Individual Retirement Accounts

Individual Retirement Accounts are available for individuals to set aside funds for retirement and take advantage of tax deferred or tax free interest income. You will want to consult with your tax advisor for details, but in the meantime, Bank of Walterboro can get you headed in the right direction.

Features:

Penalties:

Early withdrawal will result in forfeiture of three month’s interest. No forfeiture of interest for IRA holders 59 1/2 and older.

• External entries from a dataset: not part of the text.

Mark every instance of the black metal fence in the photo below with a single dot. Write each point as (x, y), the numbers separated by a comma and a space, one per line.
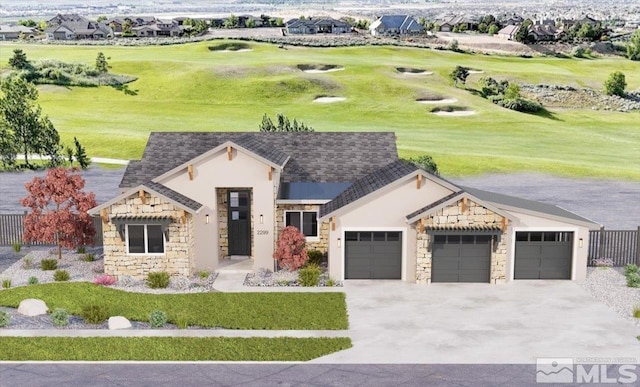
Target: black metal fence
(11, 230)
(622, 246)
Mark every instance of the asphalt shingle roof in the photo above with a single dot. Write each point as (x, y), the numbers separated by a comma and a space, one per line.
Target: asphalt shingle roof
(314, 156)
(369, 183)
(175, 196)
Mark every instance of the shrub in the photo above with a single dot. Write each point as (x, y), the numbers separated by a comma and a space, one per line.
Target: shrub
(309, 275)
(158, 280)
(88, 257)
(158, 319)
(290, 251)
(104, 280)
(315, 257)
(27, 263)
(61, 276)
(60, 317)
(633, 280)
(49, 264)
(630, 268)
(4, 319)
(94, 314)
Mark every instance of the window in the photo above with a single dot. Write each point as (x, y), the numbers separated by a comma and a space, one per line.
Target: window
(145, 239)
(305, 221)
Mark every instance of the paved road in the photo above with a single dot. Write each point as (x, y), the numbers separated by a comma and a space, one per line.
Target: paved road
(263, 375)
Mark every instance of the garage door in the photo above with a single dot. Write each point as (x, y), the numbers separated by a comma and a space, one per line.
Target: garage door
(461, 258)
(543, 255)
(373, 255)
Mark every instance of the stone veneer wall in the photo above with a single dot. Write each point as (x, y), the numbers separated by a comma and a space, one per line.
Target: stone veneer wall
(452, 217)
(323, 243)
(223, 220)
(178, 257)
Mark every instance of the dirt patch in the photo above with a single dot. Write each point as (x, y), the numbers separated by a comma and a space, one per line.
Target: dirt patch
(329, 99)
(318, 68)
(412, 71)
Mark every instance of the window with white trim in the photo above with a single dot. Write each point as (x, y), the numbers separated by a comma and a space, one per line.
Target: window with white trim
(305, 221)
(145, 239)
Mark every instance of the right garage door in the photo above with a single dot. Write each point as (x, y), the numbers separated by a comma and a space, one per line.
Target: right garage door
(543, 255)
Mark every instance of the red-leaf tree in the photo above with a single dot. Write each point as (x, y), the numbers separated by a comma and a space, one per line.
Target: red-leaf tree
(290, 252)
(59, 210)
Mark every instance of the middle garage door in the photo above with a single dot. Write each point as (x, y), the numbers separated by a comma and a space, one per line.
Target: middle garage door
(373, 255)
(461, 258)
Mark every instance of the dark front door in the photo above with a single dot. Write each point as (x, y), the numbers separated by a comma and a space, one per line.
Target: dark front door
(239, 223)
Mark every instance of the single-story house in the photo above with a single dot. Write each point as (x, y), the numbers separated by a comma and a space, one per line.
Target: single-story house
(396, 25)
(195, 199)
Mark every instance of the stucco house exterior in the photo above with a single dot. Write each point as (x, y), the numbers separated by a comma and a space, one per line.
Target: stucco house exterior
(195, 199)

With the current law, the maximum contribution to a traditional IRA is $5,500 for tax year 2013 and 2014. An additional $1000 contribution can be made by qualified individuals over the age of 50. In addition, you will receive a full tax deduction for your contribution if you and your spouse are not covered by an employer sponsored retirement plan. If you or your spouse are participants in an employer sponsored retirement plan, your income and filing status will determine the amount of your deductible contribution.

The following table shows the effect of the modified adjusted gross income (MAGI) thresholds for active participants on deductibility. These thresholds are subject to cost-of-living adjustments (COLAs).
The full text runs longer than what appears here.